According to some estimates, 463 exabytes of data will generated per day by 2025. (For perspective, exabyte storage can hold 50,000 years of DVD quality video.)
Translating physical and digital actions into data is now easier than ever and data has collected as much as possible to gain a competitive edge in all types of business.
However, in our collective tendency about data (and more of it to be found), which is often overlooked is the fact that the story plays a role in deriving real value from data. The reality is that the data itself is insufficient to influence human behavior. Whether the goal is to improve the bottom line of a business or to persuade people to stay home in the midst of an epidemic, it forces the story to take action rather than a single number.
As they collect and analyze more data, their role in separating signals from communication and storytelling will become integral in the field of science. Yet it could an area where information scientists fight. Of the more than 2,300 data scientists in the Anaconda 2020 State of Data Science survey, nearly a quarter of respondents said they lack communication skills within the Data Science or Machine Learning (ML) team.
This may be because about 40% of the respondents said that they were able effectively demonstrate the effect of the business “only occasionally” or “almost never”. The best data practitioners must be as good at storytelling as they are at coding and deployment models – and yes, it extends beyond creating visualization with reporting. Here are some suggestions on how data scientists can determine their results in a larger context.

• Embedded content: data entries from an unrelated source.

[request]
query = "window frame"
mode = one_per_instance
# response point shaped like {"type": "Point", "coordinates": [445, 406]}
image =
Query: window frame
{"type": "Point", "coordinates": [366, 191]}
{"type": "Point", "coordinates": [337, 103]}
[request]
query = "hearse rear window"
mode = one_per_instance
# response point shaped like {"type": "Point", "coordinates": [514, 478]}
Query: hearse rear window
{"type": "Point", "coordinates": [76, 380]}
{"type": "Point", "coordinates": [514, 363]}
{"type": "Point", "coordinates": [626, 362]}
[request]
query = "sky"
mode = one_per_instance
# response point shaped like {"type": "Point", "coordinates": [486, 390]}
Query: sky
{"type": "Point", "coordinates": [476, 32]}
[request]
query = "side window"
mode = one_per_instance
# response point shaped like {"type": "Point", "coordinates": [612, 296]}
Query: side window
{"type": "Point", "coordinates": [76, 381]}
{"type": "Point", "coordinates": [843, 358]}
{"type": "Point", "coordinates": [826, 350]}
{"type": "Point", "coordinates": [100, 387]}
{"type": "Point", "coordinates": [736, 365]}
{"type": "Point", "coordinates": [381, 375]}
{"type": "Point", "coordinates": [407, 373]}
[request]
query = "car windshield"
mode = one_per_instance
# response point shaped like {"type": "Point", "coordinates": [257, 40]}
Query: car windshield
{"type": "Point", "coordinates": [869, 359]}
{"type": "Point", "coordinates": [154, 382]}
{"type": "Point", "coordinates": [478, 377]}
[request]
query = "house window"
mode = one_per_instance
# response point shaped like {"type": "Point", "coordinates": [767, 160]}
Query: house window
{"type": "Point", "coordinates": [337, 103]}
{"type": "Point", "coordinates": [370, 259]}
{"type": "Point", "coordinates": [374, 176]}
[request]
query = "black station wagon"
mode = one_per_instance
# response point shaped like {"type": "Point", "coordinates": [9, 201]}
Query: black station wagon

Increasingly increasing datasets help machine learning models had better understand the scope of a problem, but more data does not necessarily contribute to human comprehension. Even for the most left-minded of thinkers, it is not in our nature to understand things like large abstract numbers or marginal improvements in accuracy.
That is why it important to include reference points when telling your story that makes the information clear. Throughout the epidemic, for example, we bombarded with countless statistics on case counts, mortality rates, positive rates, and more. While all of this data is important, it is more effective than a huge data dump in providing instant interactive maps and conversational contexts around reproduction numbers, alerting, and, consequently, helping to change needed behaviors.
When working with numbers, data practitioners have a responsibility to provide the necessary structure so that the data can understand by the audience.